Because we had a commentator a while back who had fanciful ideas about early Hungarian history, I thought it might be appropriate to say a few words about Hungarian roots and what is happening nowadays in extreme right-wing circles in trying to "reinterpret" the nation’s origin.
Without going into great detail, most of today’s western Russia, that is the area west of the Ural Mountains, was inhabited by Finno-Ugric people prior to the arrival of the Slavs. And then a "fanning out" of ethnic groups took place. The Slavs began spreading eastward while the Finno-Ugric people started moving westward. The Finns northwest, the Hungarians southwest. The Finns and the Hungarians most likely lived together about 3000 B.C. Each picked up a lot of loan words from cultures they encountered in their wanderings. So lexically speaking the two languages are very different. However, as far as grammar is concerned there are significant similarities.
The Hungarians’ westward movement can be pretty well illustrated by the words they borrowed from the different cultures they encountered. The earliest loan words were from various Persian languages, which point to some trading activity and perhaps animal husbandry. Hungarian words for "gold," "cow," and "milk," for example, have Persian roots. After leaving the central Asian region came a period when Hungarian tribes lived close to Turkic groups, and again Hungarians picked up Turkic loan words, once again especially in connection with livestock breeding: bull, ox, calf, ram, goat, pig, etc. Also certain words connected to agriculture: wheat, barley, peas, hemp, hop, apple, pear, nut, fruit, and one could continue. And, of course, once the Hungarian tribes (also containing some Turkic elements) arrived in the Carpathian basin, they picked up an incredible number of Slavic words, from both Western and Southern Slav languages. I’m not going to go into the hundreds and hundreds of borrowings from these languages. Enough to say that the word "to speak" in Hungarian is of Slavic origin.
How many Hungarians arrived in their present location at the end of the ninth century? Of course, we can only guess, and most likely we would be wrong. But the invaders had to be numerous enough not to disappear in the sea of Slavic people inhabiting the area. For example, the Huns who vanished from the face of the earth actually moved from today’s Hungary to territories that now belong to Bulgaria, but their numbers in comparison to the local Slavic population were so insignificant that assimilation to the majority language became inevitable. Obviously that was not so in the Hungarian case.

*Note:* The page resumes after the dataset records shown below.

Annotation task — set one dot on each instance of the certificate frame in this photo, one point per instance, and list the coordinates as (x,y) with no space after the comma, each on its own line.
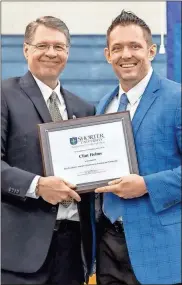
(124,117)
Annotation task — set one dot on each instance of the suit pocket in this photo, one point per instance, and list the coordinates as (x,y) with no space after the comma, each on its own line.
(171,216)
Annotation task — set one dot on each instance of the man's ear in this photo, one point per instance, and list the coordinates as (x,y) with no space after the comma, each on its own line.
(107,55)
(152,52)
(25,50)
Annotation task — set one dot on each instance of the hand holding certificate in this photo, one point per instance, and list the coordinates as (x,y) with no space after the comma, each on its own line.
(90,151)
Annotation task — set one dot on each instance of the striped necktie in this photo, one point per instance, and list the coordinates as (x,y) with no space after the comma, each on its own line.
(56,116)
(123,103)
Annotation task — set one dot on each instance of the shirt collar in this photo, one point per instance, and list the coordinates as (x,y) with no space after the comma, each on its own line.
(137,91)
(47,91)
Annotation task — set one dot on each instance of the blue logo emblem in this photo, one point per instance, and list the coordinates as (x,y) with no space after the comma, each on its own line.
(73,141)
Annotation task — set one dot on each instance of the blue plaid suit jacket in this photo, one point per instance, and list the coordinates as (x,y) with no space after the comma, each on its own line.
(152,222)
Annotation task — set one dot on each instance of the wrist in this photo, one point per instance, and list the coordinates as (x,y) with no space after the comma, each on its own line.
(37,188)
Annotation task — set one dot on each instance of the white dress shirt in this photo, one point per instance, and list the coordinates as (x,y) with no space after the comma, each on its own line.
(134,96)
(71,212)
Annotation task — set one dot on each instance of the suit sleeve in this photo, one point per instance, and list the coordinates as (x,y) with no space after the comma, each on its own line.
(165,187)
(14,181)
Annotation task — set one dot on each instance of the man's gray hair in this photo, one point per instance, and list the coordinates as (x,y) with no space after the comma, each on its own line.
(49,22)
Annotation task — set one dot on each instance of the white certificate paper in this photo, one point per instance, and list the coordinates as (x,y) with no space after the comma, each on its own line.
(89,154)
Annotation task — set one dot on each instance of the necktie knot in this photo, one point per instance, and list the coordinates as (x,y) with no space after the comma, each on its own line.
(123,103)
(53,96)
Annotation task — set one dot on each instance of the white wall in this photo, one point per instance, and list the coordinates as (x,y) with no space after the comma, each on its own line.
(81,17)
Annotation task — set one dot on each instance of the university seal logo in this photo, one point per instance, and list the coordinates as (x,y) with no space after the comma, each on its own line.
(73,141)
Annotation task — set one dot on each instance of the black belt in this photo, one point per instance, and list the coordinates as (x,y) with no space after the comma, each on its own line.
(116,226)
(66,225)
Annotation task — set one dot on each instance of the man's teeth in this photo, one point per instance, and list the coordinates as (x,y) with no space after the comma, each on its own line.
(128,65)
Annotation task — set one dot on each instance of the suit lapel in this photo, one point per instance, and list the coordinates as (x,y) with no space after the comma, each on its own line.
(106,101)
(68,99)
(146,102)
(29,86)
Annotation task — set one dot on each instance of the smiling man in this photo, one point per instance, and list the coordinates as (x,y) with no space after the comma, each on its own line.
(141,241)
(47,237)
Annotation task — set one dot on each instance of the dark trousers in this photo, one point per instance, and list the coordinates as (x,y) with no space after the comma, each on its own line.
(113,263)
(63,264)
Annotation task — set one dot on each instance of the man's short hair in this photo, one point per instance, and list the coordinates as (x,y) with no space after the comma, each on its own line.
(126,18)
(49,22)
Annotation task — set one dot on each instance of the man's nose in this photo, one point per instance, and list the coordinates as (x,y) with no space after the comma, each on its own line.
(51,52)
(126,53)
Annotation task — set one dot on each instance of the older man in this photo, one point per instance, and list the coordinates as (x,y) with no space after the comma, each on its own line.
(45,239)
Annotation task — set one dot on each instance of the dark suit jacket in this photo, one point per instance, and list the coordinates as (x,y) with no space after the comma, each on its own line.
(27,223)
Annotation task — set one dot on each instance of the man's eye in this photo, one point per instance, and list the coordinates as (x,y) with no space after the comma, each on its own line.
(135,46)
(116,48)
(59,47)
(41,46)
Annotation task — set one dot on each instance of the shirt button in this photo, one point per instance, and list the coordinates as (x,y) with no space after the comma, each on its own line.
(53,209)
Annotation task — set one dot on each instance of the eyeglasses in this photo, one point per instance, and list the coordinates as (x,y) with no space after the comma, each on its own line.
(45,47)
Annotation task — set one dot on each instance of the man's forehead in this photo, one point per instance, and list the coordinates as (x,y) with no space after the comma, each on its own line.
(126,33)
(46,34)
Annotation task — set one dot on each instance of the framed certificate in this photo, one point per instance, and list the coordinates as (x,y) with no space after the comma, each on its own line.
(89,151)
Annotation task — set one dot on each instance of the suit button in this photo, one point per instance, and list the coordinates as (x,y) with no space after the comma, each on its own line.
(53,209)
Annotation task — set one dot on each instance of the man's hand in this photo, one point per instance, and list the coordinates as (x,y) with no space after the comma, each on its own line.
(127,187)
(54,190)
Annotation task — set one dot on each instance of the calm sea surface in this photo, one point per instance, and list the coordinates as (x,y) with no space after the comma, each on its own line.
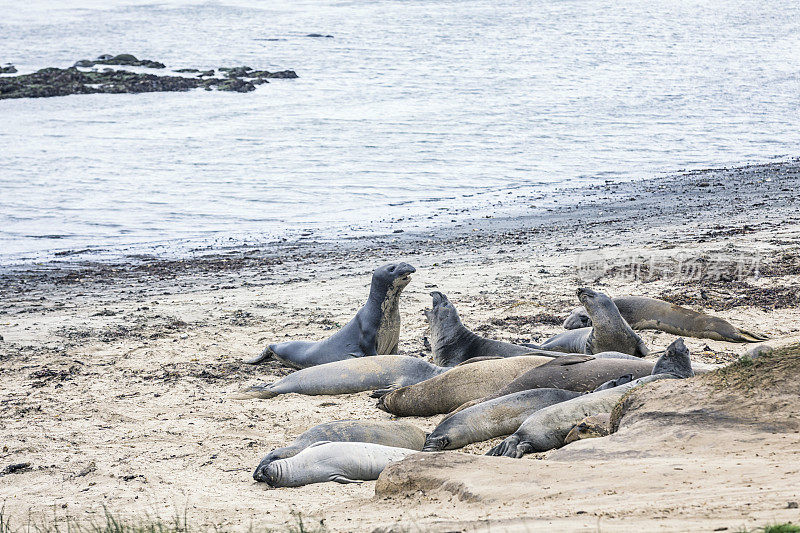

Accustomed to a nomadic existence based mostly on fishing and hunting, Hungarians kept to their old ways. There was a loose federation among the different tribes, but actually each warlord pretty well conducted his own "foreign policy." Very much in quotation marks. It meant that each of them, on his own, decided to attack the neighbors, rob them, and return home with some slaves as well. Apparently their success depended on their fast horses and their excellent horsemanship. These raids, which are somewhat glorified in Hungarian history and euphemistically called "adventures" (kalandozások), eventually came to an end by the middle of the tenth century when at Augsburg, Otto I showed the Hungarians that the Bavarians were strong enough to defeat the marauding Hungarians. From there on the Hungarian tribal leaders, including the most important of the tribes, later called the House of Árpád, realized that they had to give up their old ways and become more like their western neighbors. They had to renounce paganism and become Christians. They had to become Europeans! It was Géza who began the process that led to the eventual coronation of his son, Stephen (born originally as Vajk,) with a crown received from the pope. Stephen married a Bavarian princess, Gisella, and with not very gentle methods, converted the pagan Hungarians to the faith of Rome, earning him sainthood.
This is this period the extreme right would like to reinterpret. But they often expand their heritage. The Finno-Ugric fishing and hunting ancestors are not elegant enough. They go back to the Sumerians or even to fanciful ideas that the Hungarians didn’t arrive in the Carpathian basin at the end of the ninth century but have been there for tens of thousands of years. Some of them idolize the pagan existence, blame St. Stephen for forcefully converting the Hungarians to Christianity who, according to them, therefore lost their "distinctiveness." They use all sorts of runic writings, allegedly the writing of the pagan Hungarians before they learned the Latin alphabet. Among the lunatic fringe one often sees characters dressed in what they think was the dress of the pagan Hungarians. (Mind you, these outfits are usually copied from romantic nineteenth-century paintings.)
How big is this group? Hard to say, but they sure like to talk about "history." Or at least what they think history is.